Target is the latest corporation to face backlash for LGBTQ+ pride merchandise, in what is becoming known as “Bud Lighting.” With ESG becoming a divisive political issue, there is a natural tendency by some to blame everything inclusive on ESG. However, this is not without merit. Diversity and inclusion are key issues in ESG, and it is worth looking at corporate documents to see if there is a connection.
Environmental, social, and governance, or ESG, is a type of financial investing where factors beyond strictly financial matters are considered. Fund managers score companies based on varying and undefined factors. Companies also choose what actions they wish to highlight in their ESG report. Reporting standards are being developed in the United States, but for now companies rely on third parties to provide various metrics.
In the ESG debate, most focus on the environmental aspect. Measuring sustainability programs and environmentally friendly actions taken by a company. However, the social aspect is the major source of controversy for the right. Diversity, equity, and inclusion, or DEI, programs; policies which target specific industries; and policies tied to political stances are often factors in ESG. Companies may implement programs and internal policies to bolster their ESG Reports. Recently, the focus of controversy has been on outward facing LGBTQ+ polices supporting and promoting the transgender community.

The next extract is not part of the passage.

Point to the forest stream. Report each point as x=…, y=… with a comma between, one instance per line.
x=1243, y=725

Budweiser was one of the first to face serious backlash after releasing a limited run Bud Light can featuring transgender influencer Dylan Mulvaney. Conservatives were outraged, and the company faced a significant loss in business. There is reason to believe that Anheuser-Busch InBev, the parent company of Budweiser, took the action as part of a marketing campaign meant to bolster their ESG scores.
As to whether Target
Looking at Target’s 2022 ESG Report, the company boasts a 100% score by the Corporate Equality Index put out by The Human Rights Campaign. CEI is 40% based on outward facing LQBTQ policies, and a company can face an additional 25% penalty for actions which do not support the LGBTQ cause. Their high score shows a very LGBTQ friendly company. Additionally, they were ranked #4 in DiversityInc’s 2022 Top Companies for LGBTQ Employees.
Target’s report also includes a focus on supplier diversity. Looking specifically at Pride Month and in their broader Pride clothing line, the company boasts that 59% of their “Pride assortment was designed with and by LGBTQIA+ creators and brands.”
Further, they state “we are proud to work with an ever-growing roster of suppliers that are at least 51% owned, controlled and operated by women, BIPOC, LGBTQIA+, veterans or people with disabilities.” However, the majority of their focus is on increasing the number of products from Black-owned businesses and spending more on services from Black-owned companies. This makes sense as ESG goals are about improving areas of weakness, and Target already had a 100% CEI score.
If Target was considering ESG in marketing decisions relating to LGBTQ+ merchandise, it was probably to maintain their already high scores. However, their choice to change course and remove some of the Pride merchandise will have the opposite effect.